Por Alberto Navia
Nos fuimos a la sierra a vivir el Día de Muertos. Un poco hartos de la cotidianidad de la ciudad emprendimos el azaroso viaje a un pueblito lejano a los hábitos citadinos. Cuando uno viaja a la sierra, como seguramente lo saben, el periplo te enfrenta a condiciones atemorizantes de subidas y bajadas pronunciadas en un camino pleno de meandros que agotan los nervios y, para algunas personas, disturban los intestinos haciendo más estresante la aventura. Aun así nos pusimos en camino dispuestos a vivir una experiencia radicalmente disímil a las expresiones, algo ya rutinarias, de la ciudad.
Salimos en viaje nocturno para poder llegar muy de temprano a aquellas hermosas tierras serranas. Viaje difícil de cursar pues, aun cuando vamos en un trasporte con un chofer profesional, la pronunciada pendiente del camino te hace irte de frente cada vez que el conductor aplica los frenos (cosa harto frecuente por lo sinuoso del camino) y las agudas curvas hacen imposible mantener una postura quieta en tu propio asiento. Así que después de una noche algo aciaga y con apenas una horas de sueño llegamos a nuestro ansiado destino. Nos recibe un impresionante paisaje de cerros de perfiles apenas esbozados sobre un plano de cielo en llamas aderezado por un indómito concierto de gritos de pájaros y vaya usted a saber qué otras clases de seres selváticos.

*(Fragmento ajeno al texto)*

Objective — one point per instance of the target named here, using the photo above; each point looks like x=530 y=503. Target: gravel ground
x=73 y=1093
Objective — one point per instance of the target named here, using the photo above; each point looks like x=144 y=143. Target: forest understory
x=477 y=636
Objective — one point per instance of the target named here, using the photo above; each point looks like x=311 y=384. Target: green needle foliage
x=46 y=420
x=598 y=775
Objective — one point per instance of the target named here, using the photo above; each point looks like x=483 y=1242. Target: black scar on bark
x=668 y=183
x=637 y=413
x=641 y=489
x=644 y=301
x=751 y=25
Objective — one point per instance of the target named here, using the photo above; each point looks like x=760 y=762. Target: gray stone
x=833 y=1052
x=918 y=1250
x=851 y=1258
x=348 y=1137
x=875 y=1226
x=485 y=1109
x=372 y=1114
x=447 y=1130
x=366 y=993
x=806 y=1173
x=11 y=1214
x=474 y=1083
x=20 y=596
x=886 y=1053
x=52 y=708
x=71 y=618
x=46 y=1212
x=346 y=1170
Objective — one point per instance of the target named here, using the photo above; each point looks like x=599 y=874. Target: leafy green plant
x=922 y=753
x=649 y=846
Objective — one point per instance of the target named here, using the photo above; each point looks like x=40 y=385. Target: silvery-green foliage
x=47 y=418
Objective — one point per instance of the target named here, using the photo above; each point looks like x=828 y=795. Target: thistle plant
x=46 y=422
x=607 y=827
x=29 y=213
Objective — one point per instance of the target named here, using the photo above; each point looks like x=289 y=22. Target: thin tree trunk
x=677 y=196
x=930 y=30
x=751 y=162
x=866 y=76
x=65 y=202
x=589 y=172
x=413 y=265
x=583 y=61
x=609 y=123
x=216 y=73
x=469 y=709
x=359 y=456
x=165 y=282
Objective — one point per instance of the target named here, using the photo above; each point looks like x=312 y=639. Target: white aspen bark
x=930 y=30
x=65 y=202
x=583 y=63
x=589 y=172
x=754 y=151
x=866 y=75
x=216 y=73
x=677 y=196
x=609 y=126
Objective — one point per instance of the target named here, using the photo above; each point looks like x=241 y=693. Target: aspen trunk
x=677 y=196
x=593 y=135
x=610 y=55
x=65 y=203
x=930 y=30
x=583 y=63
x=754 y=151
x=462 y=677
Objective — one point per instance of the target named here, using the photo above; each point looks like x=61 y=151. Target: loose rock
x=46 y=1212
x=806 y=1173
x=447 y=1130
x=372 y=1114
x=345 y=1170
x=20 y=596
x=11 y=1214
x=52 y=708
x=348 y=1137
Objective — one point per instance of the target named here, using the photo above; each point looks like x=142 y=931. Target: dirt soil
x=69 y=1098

Más adelante nos esperaba ya un indispensable y reconfortante desayuno de café de olla con canela y piloncillo bien caliente, pan de dulce y enchiladas con queso de tanate. Es temprano aun en el día y ya el calor se siente potente.
Después de nuestro imprescindible desayuno recalamos en el mercado de plaza que, por ser un día especial, es mucho más grande y variado del que por norma se pone. Artesanías, adornos, comida, ropa, fruta, verdura, pollo, pescado y hasta zapatos, todo intercalado con mercaderías hechas en china y puestos de discos de música y películas piratas. Flotando sobre este inverosímil caos de gente que va y que viene por angostísimos pasillos con bolsas, cajas y hasta “diablitos”, hay una rapsodia de música de banda, rock, cumbia, huapango y voces de pregón que brindan un ambiente surrealista al, ya de por sí, tan fabuloso escenario. Nosotros nos imbricamos con el resto de la gente, nos diluimos en el oleaje humano intentando en lo posible que nuestras miradas abarquen el mayor rango posible de las cosas que encontramos alrededor. Así, sudorosos, acalorados, algo somnolientos aun, pero pletóricos de ánimo, nos abrimos a esta experiencia.
Y llega el ansiado momento de ir a visitar las ofrendas a las casas que se abren afables a vecinos y visitantes para presumir la gala de sus altares con los que esperan, convencidos, la visita de sus muertos. Sus queridos muertos. Esos muertos que jamás mueren, que jamás se van. La gente sonríe, explica, agradece, convida, oferta. La bella gente abierta —cuánta diferencia de nuestros inseguros ambientes y de nuestras vidas recelosas—. Cascadas de cempasúchil, volutas de copal, multitud de luminarias, atónito gentío y el ensordecedor griterío pirotécnico. Los sentidos todos vibran y se expanden con la cercanía de lo invisible y de lo entrañable. Todos somos familia. A todos nos liga la Muerte. La Muerte fandango. La Muerte recuerdo. La Muerte amiga.
Es hora de ir regresando cargados de experiencias, pero también de pan, pero también de café, pero también de recuerdos. Tal vez ahora seamos un poco diferentes. Tal vez ahora la Vida sepa un poco mejor.